PyUnicode_DecodeUTF8 is the inverse: it turns a raw byte array into a str.
The errors argument is the standard codec error handler name. Passing NULL
is equivalent to "strict". The Stateful variant returns the number of
consumed bytes, which is useful for incremental decoders.
In gopy AsUTF8 is a trivial cast because the underlying Go string is
already UTF-8. DecodeUTF8 validates the input with utf8.Valid and wraps it.

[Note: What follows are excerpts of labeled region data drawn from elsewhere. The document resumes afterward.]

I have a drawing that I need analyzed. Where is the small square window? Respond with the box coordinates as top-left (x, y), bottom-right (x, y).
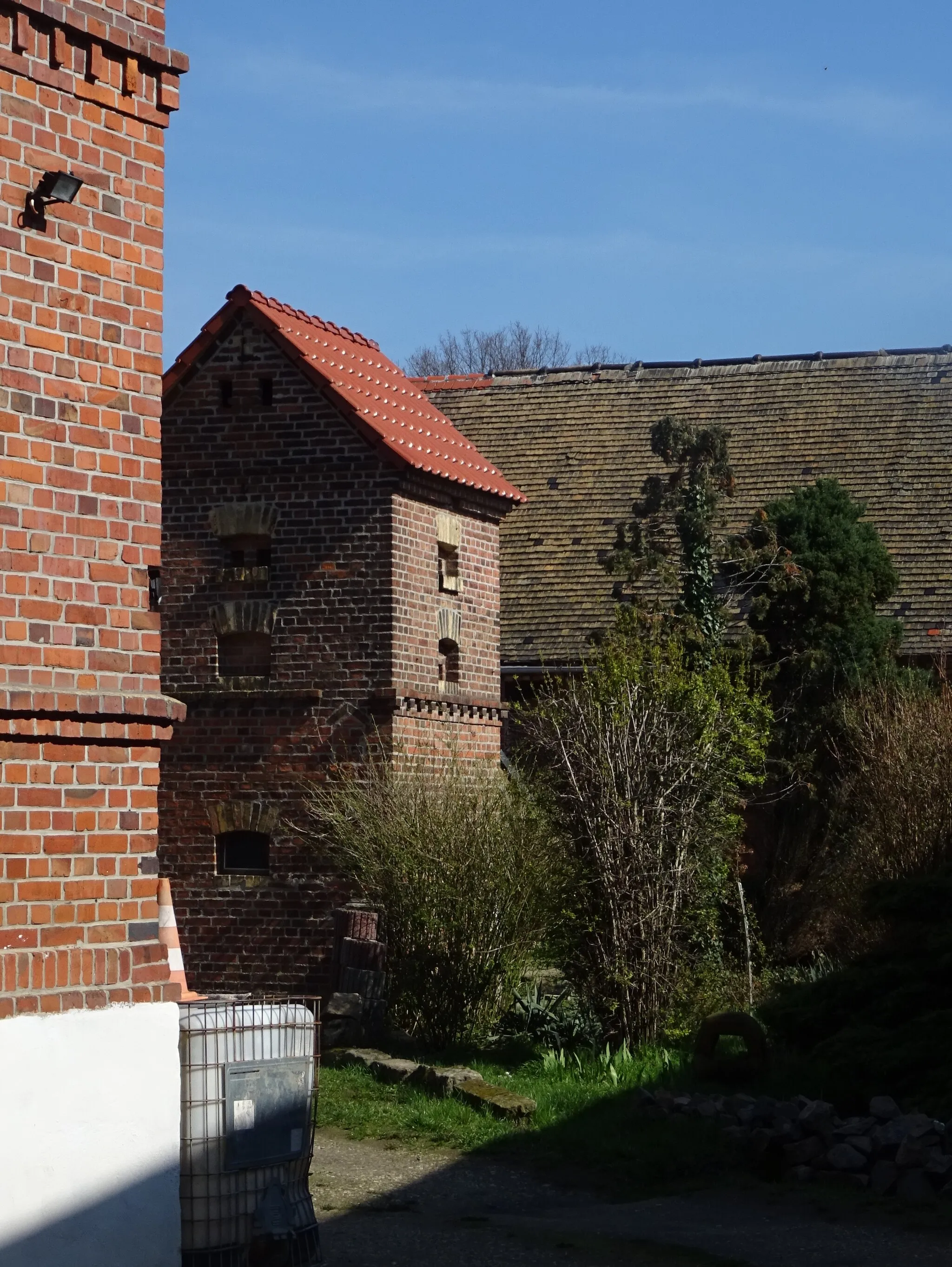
top-left (218, 632), bottom-right (271, 678)
top-left (148, 568), bottom-right (162, 612)
top-left (215, 831), bottom-right (271, 876)
top-left (439, 542), bottom-right (461, 594)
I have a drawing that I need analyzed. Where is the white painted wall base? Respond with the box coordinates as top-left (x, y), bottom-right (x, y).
top-left (0, 1003), bottom-right (180, 1267)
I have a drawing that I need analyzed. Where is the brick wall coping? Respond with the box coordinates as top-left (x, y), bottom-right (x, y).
top-left (175, 685), bottom-right (324, 702)
top-left (12, 0), bottom-right (189, 75)
top-left (0, 688), bottom-right (185, 722)
top-left (394, 690), bottom-right (509, 722)
top-left (0, 713), bottom-right (172, 740)
top-left (370, 685), bottom-right (506, 717)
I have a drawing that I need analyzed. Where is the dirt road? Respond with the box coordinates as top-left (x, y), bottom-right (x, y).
top-left (311, 1130), bottom-right (952, 1267)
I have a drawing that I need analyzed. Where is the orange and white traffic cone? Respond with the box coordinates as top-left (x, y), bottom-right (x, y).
top-left (158, 879), bottom-right (199, 1000)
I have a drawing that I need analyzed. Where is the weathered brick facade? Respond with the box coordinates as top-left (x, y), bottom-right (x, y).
top-left (0, 0), bottom-right (187, 1016)
top-left (159, 292), bottom-right (518, 992)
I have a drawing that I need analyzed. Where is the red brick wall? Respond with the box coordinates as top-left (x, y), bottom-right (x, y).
top-left (0, 0), bottom-right (187, 1015)
top-left (392, 493), bottom-right (499, 702)
top-left (159, 317), bottom-right (501, 992)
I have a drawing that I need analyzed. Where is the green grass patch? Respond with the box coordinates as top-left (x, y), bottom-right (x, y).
top-left (318, 1048), bottom-right (737, 1196)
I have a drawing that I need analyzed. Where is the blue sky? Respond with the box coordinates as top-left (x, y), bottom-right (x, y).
top-left (166, 0), bottom-right (952, 370)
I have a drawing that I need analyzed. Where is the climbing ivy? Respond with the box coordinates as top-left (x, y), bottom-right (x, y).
top-left (605, 417), bottom-right (734, 655)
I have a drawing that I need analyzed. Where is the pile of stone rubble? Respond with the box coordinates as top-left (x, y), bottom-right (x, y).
top-left (639, 1091), bottom-right (952, 1202)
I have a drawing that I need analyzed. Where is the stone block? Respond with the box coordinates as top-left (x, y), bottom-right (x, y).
top-left (896, 1168), bottom-right (936, 1205)
top-left (826, 1144), bottom-right (866, 1171)
top-left (870, 1159), bottom-right (899, 1196)
top-left (413, 1064), bottom-right (483, 1096)
top-left (784, 1135), bottom-right (823, 1166)
top-left (870, 1096), bottom-right (903, 1121)
top-left (456, 1078), bottom-right (536, 1121)
top-left (322, 993), bottom-right (364, 1021)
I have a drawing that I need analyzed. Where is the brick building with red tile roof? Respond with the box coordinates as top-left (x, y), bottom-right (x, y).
top-left (159, 286), bottom-right (523, 991)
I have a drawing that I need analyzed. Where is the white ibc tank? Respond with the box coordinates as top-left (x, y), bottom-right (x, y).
top-left (180, 998), bottom-right (320, 1267)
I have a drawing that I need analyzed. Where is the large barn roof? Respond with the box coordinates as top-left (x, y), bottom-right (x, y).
top-left (415, 346), bottom-right (952, 668)
top-left (163, 286), bottom-right (524, 504)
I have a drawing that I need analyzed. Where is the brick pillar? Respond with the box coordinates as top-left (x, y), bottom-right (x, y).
top-left (0, 0), bottom-right (187, 1017)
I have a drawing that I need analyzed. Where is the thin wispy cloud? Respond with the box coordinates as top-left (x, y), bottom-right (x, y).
top-left (178, 219), bottom-right (952, 292)
top-left (226, 57), bottom-right (952, 142)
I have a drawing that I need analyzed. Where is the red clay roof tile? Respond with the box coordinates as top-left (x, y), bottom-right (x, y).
top-left (165, 286), bottom-right (525, 503)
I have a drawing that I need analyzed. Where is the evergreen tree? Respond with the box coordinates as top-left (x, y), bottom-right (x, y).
top-left (738, 479), bottom-right (901, 727)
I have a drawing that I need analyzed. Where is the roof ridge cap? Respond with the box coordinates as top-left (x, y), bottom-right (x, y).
top-left (242, 285), bottom-right (380, 352)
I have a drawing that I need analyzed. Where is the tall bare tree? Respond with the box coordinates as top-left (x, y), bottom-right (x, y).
top-left (406, 320), bottom-right (623, 378)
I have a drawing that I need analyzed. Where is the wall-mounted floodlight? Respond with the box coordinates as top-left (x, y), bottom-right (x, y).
top-left (19, 171), bottom-right (82, 233)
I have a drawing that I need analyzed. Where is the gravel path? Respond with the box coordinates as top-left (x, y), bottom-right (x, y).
top-left (311, 1130), bottom-right (952, 1267)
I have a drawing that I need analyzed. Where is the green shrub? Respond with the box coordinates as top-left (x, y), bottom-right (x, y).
top-left (496, 984), bottom-right (602, 1050)
top-left (306, 755), bottom-right (569, 1047)
top-left (519, 616), bottom-right (770, 1044)
top-left (760, 868), bottom-right (952, 1117)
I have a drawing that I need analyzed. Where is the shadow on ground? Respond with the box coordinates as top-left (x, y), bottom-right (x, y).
top-left (311, 1079), bottom-right (952, 1267)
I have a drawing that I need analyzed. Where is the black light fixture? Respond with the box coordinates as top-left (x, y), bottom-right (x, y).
top-left (19, 171), bottom-right (84, 233)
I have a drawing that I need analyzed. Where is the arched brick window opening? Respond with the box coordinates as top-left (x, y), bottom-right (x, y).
top-left (209, 599), bottom-right (276, 684)
top-left (215, 831), bottom-right (271, 876)
top-left (222, 533), bottom-right (271, 580)
top-left (209, 502), bottom-right (277, 582)
top-left (218, 634), bottom-right (271, 678)
top-left (437, 637), bottom-right (460, 692)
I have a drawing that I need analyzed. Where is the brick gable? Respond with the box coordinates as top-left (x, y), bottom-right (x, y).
top-left (159, 305), bottom-right (511, 991)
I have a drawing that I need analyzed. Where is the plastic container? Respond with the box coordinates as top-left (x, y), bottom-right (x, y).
top-left (178, 998), bottom-right (320, 1267)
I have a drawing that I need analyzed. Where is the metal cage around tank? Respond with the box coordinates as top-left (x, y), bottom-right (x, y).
top-left (180, 996), bottom-right (320, 1267)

Interning (lines 251 to 300)
cpython 3.14 @ ab2d84fe1023/Include/unicodeobject.h#L251-300
PyAPI_FUNC(void) PyUnicode_InternInPlace(PyObject **p);
PyAPI_FUNC(PyObject *) PyUnicode_InternFromString(const char *v);
Interning stores a canonical copy of each distinct string value in a global
table (_Py_interned dict). PyUnicode_InternInPlace takes a pointer to a
PyObject *, replaces it with the canonical copy (or inserts the current
object as the canonical copy), and adjusts refcounts. After this call *p == *q is guaranteed whenever *p and *q have equal string values and both
have been interned.
CPython aggressively interns identifier strings (names used as attribute
lookups, variable names, and keyword argument names) because LOAD_ATTR and
STORE_FAST compare pointers rather than characters. PyUnicode_IsIdentifier
tests whether a string satisfies the Unicode identifier grammar (start
character, continue characters) without calling Python-level str.isidentifier.
In gopy the interning table is a sync.Map from the Go string value to
*Str. InternInPlace is the same operation minus the refcount adjustment.